Concepts
This page describes the core entities in Everruns and how they relate to each other, organized into three layers: the high-level execution model, session internals, and settings.
High Level
Section titled “High Level”Harness and Agent are configuration containers — they hold capabilities and define behavior. At runtime, their configuration merges into a RuntimeAgent which executes inside a Session.
- Solid arrows — configuration ownership: Harness has Agents and Capabilities, Agent has Capabilities
- Dashed arrows — runtime assembly: config merges into RuntimeAgent, which executes in a Session
Harness
Section titled “Harness”A Harness is the top-level entity that represents a setup for agent execution. It defines the infrastructure, defaults, and constraints under which sessions run — configuring how agents are invoked, which capabilities are available by default, and what execution environment is provided.
- There can be many harnesses in the system
- Each session has exactly one assigned harness
- A harness can have capabilities attached to it
An Agent is a domain-specific or task-specific configuration for the agentic loop. It defines the system prompt, the default LLM model, and which capabilities are enabled.

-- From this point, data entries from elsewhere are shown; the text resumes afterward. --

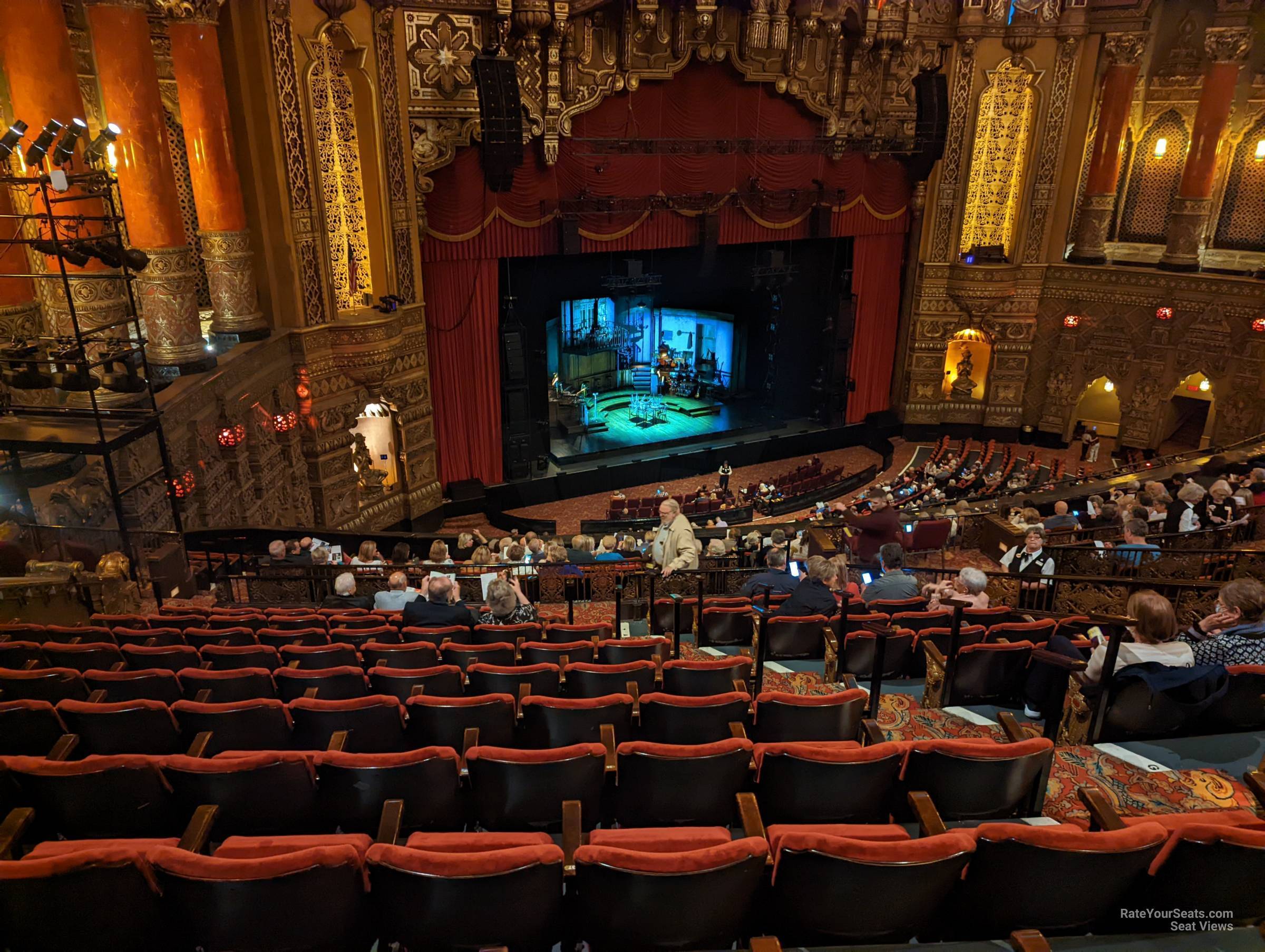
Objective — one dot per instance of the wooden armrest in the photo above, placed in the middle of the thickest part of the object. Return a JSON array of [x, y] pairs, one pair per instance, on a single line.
[[608, 732], [389, 826], [1029, 941], [1053, 658], [1102, 814], [871, 732], [13, 829], [1256, 780], [1014, 732], [198, 833], [571, 835], [201, 741], [929, 818], [65, 747]]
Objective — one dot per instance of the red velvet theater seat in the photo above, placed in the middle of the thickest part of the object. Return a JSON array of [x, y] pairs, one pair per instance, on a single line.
[[524, 789], [631, 900], [844, 884], [680, 786], [828, 782], [469, 890], [353, 787], [309, 899]]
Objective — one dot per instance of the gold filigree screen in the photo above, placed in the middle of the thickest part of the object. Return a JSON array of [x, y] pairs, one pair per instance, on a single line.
[[338, 154], [997, 159]]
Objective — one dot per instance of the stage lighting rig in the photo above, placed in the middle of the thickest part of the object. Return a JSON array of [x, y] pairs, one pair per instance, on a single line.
[[37, 150], [65, 148], [100, 146], [12, 138]]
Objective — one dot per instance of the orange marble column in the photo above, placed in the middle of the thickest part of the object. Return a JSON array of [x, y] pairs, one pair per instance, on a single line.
[[204, 106], [168, 290], [1125, 52], [46, 86], [1188, 215]]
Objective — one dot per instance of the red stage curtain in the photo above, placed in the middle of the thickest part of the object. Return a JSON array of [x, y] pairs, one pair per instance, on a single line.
[[462, 331], [877, 285]]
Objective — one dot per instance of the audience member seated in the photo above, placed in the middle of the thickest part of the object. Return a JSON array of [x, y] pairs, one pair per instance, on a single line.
[[1153, 640], [399, 595], [345, 595], [507, 603], [367, 554], [893, 583], [776, 578], [1062, 520], [442, 606], [814, 595], [1235, 633], [968, 587]]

- There can be many agents in the system
- A session may or may not have an agent assigned
- Agents can be assigned or changed during the lifetime of a session
- Each agent has capabilities with position ordering
- Each agent references a default LLM model
Session
Section titled “Session”A Session is a working instance of an agentic loop. It is configured by its harness and, optionally, by an agent. Sessions are the primary execution context where conversations happen.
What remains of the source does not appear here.